Perhaps in a work such as PLAYTIME, where every inch of the frame reflects the maker’s intent, simply reproducing that image accurately is in itself a creative act. Yet this transfer has a warmth and even, though I hesitate to say it, a humanity I’ve never encountered before in a DVD. Go ahead and laugh, but with Criterion’s new disc of this film, my televison screen is suddenly transformed into an extension of community.
It’s difficult to separate PLAYTIME from the history of its making, not to mention the life of its director, Jacques Tati, and his creation, Mr. Hulot, who is the hesitant protagonist of this film. The second disc of extras deals with the subtle interface between Tati & Hulot to the extent that it becomes a visual poem commenting on and enhancing the feature. In particular, there’s a fascinating BBC Omnibus program from 1976, “Jacques Tati in M. Hulot’s Work.” Filmed at the Hôtel de la Plage, the setting of M. HULOT’S HOLIDAY, it’s a wonderful show in its own right, with images of the beach from the black & white film replicated in color. Clearly off-season, the setting seems idyllic. Gavin Millar, the host and interviewer, is lean, slightly modish in a slim leather jacket and quietly passionate. It’s mostly a discussion with Tati about his ideas of comedy and the role of Hulot. A great deal of time is spent on PLAYTIME and the necessity of marginalizing Hulot. Blue-eyed and articulate, it’s surprising how different Tati the creator is from his character.

I love PLAYTIME. But for much of the film I miss Hulot. The qualities of innocence and tenderness which Hulot brings to the earlier films is mostly lacking here. The point is made that because Tati acted out all the movements for his cast–there is footage of this on the second disc–every actor in PLAYTIME is Hulot. Still, a screenful of Hulots seems almost beside the point, or rather too abstract, if none the less beautiful. Because of this, PLAYTIME, while a masterpiece, is somehow less personal. There’s a beautiful moment at the end, though, where Hulot gives Barbara a fleur de lis which is echoed by the three-tiered streetlamps that begin switching on all over Paris as the sun sets. For the record, this is my favorite DVD of 2006.


Extra Features: Video introduction by Terry Jones; Selected scene commentary by historian Philip Kemp; “Au-dela de PLAYTIME,” a short documentary featuring behind-the-scenes-footage; “Tati Story,” a short biographical film; “Jacques Tati in Monsieur Hulot’s Work,” a 1976 BBC program featuring Tati; Audio interview with Tati from the US debut of PLAYTIME in 1972; Video interview with script supervisor Sylvette Baudrot; “Cours de soir,” a short from 1967 written by & staring Tati; plus a new essay by Johnathan Rosenbaum.
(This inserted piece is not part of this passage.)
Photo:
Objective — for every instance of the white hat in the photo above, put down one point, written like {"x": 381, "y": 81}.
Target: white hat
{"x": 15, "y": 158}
Cast: Jacques Tati, Barbara Dennek, Georges Montant, France Rumilly, Reinhart Kolldehoff, Andre Fouche, Billy Kearns, Yves Barsacq, Nicole Ray.

Credits: Directed by Jacques Tati; Cinematography by Jean Badal & Andreas Winding; Screenplay by Jacques Tati & Jacques Lagrange; English dialogue by Art Buchwald; Music by James Campbell & Francis Lemarque; Edited by Gerard Pollicand; Production Designed by Eugene Roman; Sound by Jacques Maumont.